For now, I do not intend to move much further into building this out. The concept has been more than proven, and I can already feel the all-encompassing obsession consume me. Instead, I leave it as an artifact to play with as-is.
I’m quite proud of it. It took me seven years, but in the end I accomplished much of what I set out to do: understand the x86 ISA (and now ARM too!) and build a JIT in the process!
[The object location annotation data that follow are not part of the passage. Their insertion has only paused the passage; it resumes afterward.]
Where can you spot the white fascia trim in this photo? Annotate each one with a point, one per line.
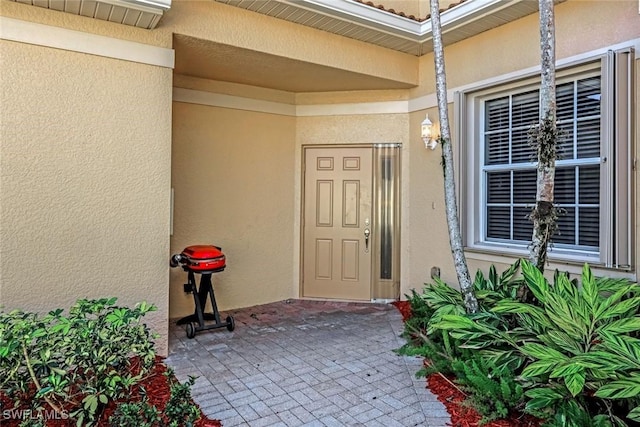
(397, 25)
(161, 4)
(388, 107)
(191, 96)
(77, 41)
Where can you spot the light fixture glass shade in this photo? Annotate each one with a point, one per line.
(426, 127)
(426, 133)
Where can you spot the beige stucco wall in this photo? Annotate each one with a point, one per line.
(232, 175)
(580, 27)
(84, 180)
(86, 141)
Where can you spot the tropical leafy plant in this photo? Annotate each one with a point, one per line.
(178, 412)
(575, 348)
(492, 391)
(76, 363)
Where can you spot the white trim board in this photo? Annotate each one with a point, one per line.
(77, 41)
(385, 107)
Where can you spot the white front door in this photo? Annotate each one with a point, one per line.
(337, 223)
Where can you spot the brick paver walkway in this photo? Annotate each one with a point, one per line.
(306, 363)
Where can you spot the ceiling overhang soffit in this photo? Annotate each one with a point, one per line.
(137, 13)
(362, 22)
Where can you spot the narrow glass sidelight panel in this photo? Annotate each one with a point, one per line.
(386, 256)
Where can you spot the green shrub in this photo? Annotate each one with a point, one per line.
(492, 391)
(74, 364)
(574, 348)
(178, 412)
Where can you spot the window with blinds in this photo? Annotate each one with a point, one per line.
(509, 171)
(593, 184)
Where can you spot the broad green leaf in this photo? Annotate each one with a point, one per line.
(603, 307)
(622, 307)
(535, 281)
(569, 368)
(589, 289)
(542, 352)
(575, 382)
(508, 274)
(539, 368)
(542, 397)
(634, 414)
(623, 326)
(620, 389)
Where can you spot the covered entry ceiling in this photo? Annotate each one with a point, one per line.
(214, 61)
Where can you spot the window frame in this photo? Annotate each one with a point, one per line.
(616, 241)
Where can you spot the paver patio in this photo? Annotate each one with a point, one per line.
(306, 363)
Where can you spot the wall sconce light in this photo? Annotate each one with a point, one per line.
(427, 134)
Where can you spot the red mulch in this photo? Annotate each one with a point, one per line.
(157, 389)
(453, 399)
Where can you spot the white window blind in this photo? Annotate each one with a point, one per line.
(593, 169)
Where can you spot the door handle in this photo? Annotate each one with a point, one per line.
(367, 233)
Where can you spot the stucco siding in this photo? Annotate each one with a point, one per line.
(84, 180)
(232, 178)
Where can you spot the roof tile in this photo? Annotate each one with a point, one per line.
(412, 17)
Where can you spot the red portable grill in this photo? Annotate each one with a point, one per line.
(204, 260)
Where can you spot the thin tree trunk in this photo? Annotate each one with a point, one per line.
(451, 204)
(545, 140)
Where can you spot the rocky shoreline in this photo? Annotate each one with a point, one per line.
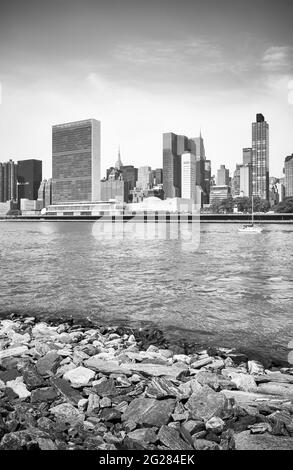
(74, 386)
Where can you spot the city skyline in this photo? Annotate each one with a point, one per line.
(144, 70)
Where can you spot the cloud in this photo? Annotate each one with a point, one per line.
(278, 59)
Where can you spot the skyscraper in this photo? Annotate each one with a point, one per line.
(289, 175)
(260, 157)
(172, 165)
(76, 161)
(8, 179)
(144, 177)
(223, 176)
(188, 176)
(45, 192)
(29, 178)
(247, 156)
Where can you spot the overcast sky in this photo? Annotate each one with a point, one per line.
(143, 68)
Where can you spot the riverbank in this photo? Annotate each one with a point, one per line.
(71, 386)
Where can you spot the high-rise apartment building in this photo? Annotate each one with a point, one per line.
(247, 156)
(76, 161)
(245, 180)
(260, 157)
(223, 176)
(144, 177)
(172, 150)
(29, 178)
(188, 176)
(129, 175)
(45, 192)
(158, 176)
(289, 175)
(8, 181)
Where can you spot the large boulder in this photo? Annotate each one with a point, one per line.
(149, 411)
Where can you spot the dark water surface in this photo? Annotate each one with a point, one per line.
(233, 290)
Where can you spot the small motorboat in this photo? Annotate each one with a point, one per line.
(251, 228)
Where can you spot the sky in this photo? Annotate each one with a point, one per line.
(143, 68)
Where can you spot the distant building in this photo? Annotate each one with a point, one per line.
(118, 163)
(236, 181)
(189, 189)
(245, 180)
(7, 207)
(129, 175)
(76, 161)
(29, 178)
(289, 175)
(158, 176)
(219, 193)
(260, 158)
(144, 178)
(45, 192)
(30, 207)
(8, 180)
(174, 146)
(114, 187)
(247, 156)
(223, 176)
(138, 195)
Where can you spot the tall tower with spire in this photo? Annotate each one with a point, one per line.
(118, 163)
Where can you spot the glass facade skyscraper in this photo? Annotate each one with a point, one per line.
(29, 177)
(8, 179)
(260, 157)
(289, 176)
(76, 159)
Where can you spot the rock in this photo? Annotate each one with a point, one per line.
(149, 411)
(93, 403)
(106, 402)
(31, 377)
(192, 426)
(72, 395)
(171, 439)
(67, 413)
(202, 444)
(260, 428)
(281, 389)
(244, 382)
(106, 388)
(161, 388)
(209, 378)
(42, 330)
(45, 394)
(201, 363)
(255, 368)
(181, 358)
(48, 364)
(206, 403)
(10, 352)
(7, 375)
(18, 387)
(187, 388)
(274, 377)
(250, 401)
(247, 441)
(80, 376)
(144, 435)
(106, 367)
(215, 424)
(46, 444)
(110, 414)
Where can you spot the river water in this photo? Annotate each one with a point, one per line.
(231, 289)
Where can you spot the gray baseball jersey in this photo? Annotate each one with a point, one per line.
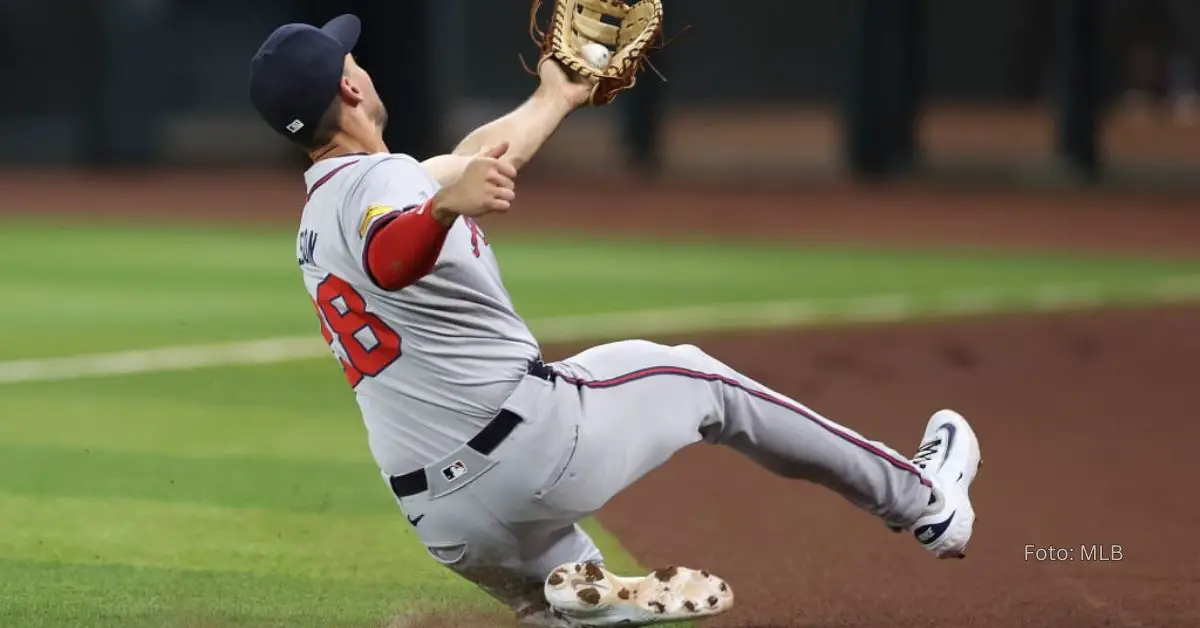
(431, 364)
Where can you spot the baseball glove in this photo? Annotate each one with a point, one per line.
(628, 30)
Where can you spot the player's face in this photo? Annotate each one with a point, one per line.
(372, 105)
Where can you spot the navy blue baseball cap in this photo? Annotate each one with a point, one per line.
(295, 75)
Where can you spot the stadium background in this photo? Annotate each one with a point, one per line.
(879, 208)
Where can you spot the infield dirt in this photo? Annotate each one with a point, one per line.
(1089, 423)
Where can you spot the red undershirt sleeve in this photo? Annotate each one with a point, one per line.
(403, 247)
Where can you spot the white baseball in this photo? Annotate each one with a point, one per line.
(595, 54)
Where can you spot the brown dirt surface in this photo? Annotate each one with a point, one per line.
(1087, 422)
(1165, 225)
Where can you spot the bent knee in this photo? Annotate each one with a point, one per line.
(693, 356)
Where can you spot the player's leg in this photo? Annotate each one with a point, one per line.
(508, 561)
(649, 400)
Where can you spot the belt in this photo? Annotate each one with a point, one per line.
(485, 442)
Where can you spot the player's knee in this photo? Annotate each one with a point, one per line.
(693, 354)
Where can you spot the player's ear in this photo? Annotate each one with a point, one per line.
(351, 93)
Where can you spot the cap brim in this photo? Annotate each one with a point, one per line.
(346, 29)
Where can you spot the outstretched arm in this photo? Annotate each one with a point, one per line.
(526, 129)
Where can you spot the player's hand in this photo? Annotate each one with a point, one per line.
(573, 89)
(486, 186)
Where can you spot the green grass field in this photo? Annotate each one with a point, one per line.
(244, 495)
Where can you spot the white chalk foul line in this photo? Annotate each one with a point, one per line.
(773, 315)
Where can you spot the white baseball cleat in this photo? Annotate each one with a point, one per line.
(589, 596)
(949, 456)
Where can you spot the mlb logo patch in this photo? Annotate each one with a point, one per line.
(454, 471)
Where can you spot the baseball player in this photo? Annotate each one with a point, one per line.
(492, 454)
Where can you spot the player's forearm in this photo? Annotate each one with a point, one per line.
(526, 129)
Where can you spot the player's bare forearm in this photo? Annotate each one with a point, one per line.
(526, 129)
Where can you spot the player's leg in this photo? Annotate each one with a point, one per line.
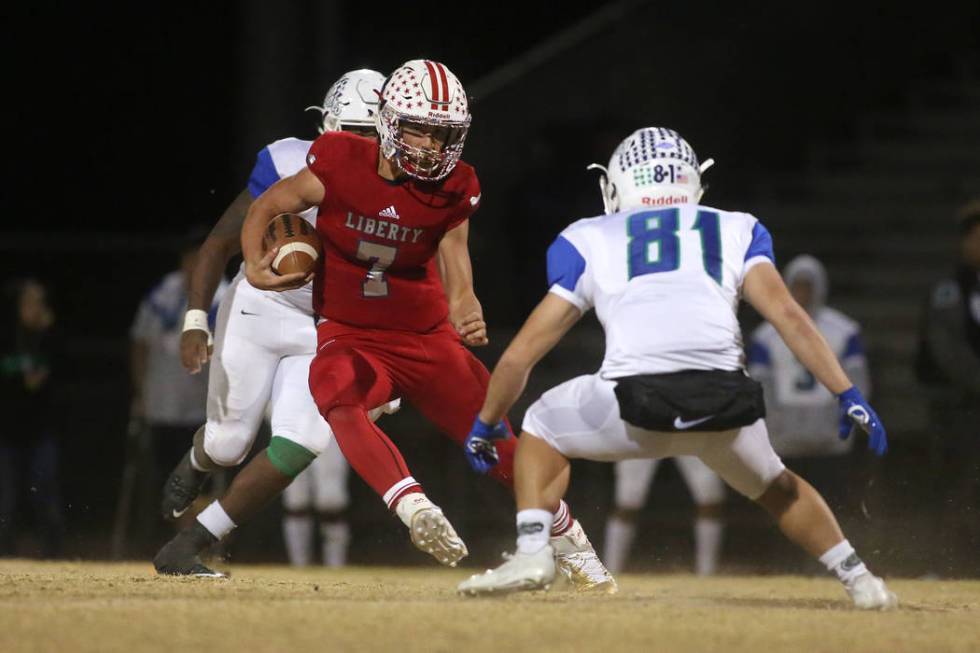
(240, 379)
(297, 518)
(330, 500)
(579, 411)
(448, 388)
(708, 492)
(299, 434)
(633, 479)
(345, 380)
(746, 461)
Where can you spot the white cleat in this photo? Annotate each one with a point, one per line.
(521, 572)
(430, 530)
(580, 564)
(869, 593)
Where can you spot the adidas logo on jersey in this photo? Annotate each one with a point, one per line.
(389, 212)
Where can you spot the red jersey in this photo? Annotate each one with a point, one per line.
(380, 237)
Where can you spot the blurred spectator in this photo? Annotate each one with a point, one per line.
(169, 402)
(29, 356)
(802, 415)
(633, 480)
(949, 364)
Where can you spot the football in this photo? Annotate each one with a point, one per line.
(298, 243)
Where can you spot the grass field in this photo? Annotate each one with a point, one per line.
(125, 607)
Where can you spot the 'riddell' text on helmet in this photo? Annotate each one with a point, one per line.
(654, 166)
(352, 102)
(426, 94)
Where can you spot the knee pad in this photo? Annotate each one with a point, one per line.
(288, 457)
(347, 378)
(228, 444)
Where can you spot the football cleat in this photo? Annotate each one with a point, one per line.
(577, 560)
(870, 593)
(520, 572)
(182, 487)
(180, 556)
(430, 531)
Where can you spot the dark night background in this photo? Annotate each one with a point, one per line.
(130, 124)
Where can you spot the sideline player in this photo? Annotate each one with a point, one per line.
(665, 275)
(385, 325)
(633, 480)
(263, 346)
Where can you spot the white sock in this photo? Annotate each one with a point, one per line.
(195, 464)
(619, 538)
(843, 561)
(533, 530)
(707, 545)
(562, 521)
(297, 531)
(336, 540)
(216, 520)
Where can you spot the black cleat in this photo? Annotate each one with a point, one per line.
(182, 487)
(180, 556)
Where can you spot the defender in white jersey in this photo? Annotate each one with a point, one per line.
(263, 344)
(665, 275)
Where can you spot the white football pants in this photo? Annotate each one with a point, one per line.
(262, 354)
(580, 419)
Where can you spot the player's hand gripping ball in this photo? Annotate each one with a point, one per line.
(298, 243)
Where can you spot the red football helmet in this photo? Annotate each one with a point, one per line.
(427, 94)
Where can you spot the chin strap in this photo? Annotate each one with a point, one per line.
(603, 186)
(704, 166)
Even if it’s just a toy, it’s a powerful toy, and it required a lot of fiddling to get it (hopefully somewhat) right.
So, what do I intend to do with it? To be honest, I’m not quite sure yet. I budgeted a time-boxed prototype of a simple Forth for myself to see how language implementation in this framework would feel. From there, we will see where things take us. If I do end up finishing the Forth, you can look forward to another post!